Although she can’t say for sure, Dr. Durkin said it’s possible the new protocol could eliminate some of that bias.

CDC researchers also attribute the new method to an expanded study of early diagnosis among 4-year-olds. In previous years, only a handful of the ADDM Network sites participating in the 8-year-old surveillance project also studied early diagnosis in 4-year-olds.

This year, all 11 sites took part in the early diagnosis analysis, tripling the number of children included in the analysis. That made it possible to include, for the first time, Asian/Pacific Islander children in this analysis.

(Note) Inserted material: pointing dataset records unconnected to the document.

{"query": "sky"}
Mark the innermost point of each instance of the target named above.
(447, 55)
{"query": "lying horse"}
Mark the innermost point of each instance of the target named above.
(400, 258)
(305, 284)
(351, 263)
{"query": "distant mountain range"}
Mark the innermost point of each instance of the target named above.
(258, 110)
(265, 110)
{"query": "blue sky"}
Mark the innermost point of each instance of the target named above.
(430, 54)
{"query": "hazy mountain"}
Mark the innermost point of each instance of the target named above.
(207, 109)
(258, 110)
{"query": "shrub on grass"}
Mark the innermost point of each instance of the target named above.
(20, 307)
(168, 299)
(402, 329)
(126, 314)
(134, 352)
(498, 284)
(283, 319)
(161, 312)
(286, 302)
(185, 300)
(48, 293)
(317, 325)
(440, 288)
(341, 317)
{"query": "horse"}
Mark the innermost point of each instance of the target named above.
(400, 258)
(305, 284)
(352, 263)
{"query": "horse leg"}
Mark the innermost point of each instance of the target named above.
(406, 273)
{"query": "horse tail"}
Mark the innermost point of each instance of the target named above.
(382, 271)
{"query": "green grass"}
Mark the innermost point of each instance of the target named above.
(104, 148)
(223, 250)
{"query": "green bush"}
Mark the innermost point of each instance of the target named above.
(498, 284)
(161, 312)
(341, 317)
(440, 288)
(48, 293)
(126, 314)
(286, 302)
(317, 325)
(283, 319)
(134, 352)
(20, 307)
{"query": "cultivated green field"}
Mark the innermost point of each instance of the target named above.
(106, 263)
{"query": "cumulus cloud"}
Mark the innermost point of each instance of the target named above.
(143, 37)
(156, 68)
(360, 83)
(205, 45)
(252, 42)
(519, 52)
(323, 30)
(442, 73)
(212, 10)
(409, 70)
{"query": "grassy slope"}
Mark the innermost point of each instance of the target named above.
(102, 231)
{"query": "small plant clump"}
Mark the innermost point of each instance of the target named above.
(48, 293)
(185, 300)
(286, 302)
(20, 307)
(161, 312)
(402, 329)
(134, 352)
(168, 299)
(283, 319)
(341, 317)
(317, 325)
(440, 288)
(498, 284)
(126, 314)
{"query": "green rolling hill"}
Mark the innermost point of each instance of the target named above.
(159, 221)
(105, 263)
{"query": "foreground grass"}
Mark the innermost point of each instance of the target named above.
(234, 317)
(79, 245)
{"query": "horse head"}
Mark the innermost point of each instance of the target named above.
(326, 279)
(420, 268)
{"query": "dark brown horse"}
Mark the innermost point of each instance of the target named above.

In the past, ASD prevalence has trended higher in White children, compared with other racial groups. The new data found that ASD prevalence among 4-year-olds was significantly lower in White children (12.9 per 1,000 children) than in Black, Hispanic, or Asian/Pacific Islander children (16.6, 21.1, and 22.7 per 1,000, respectively). Prevalence in American Indian/Alaska Native children was the lowest among all racial groups (11.5 per 1,000).

It’s the first time researchers have seen this pattern in any ADDM report, Kelly Shaw, PhD, lead author of that study and an epidemiologist with the National Center on Birth Defects and Developmental Disability at the CDC, told this news organization.

These data don’t provide clues about the potential cause of that disparity, Dr. Shaw said. It’s likely an indication of better identification of ASD in those communities, she said, and not a sign of increased incidence of autism among Black, Hispanic, or Asian/Pacific Islander children.

“We don’t have any evidence to suggest or expect that autism would be increasing differentially among groups,” Dr. Shaw said.

The data suggest “we are making some progress but there certainly is still room for improvement,” Dr. Shaw said.

Study authors report no conflicts of interest.

A version of this article first appeared on Medscape.com.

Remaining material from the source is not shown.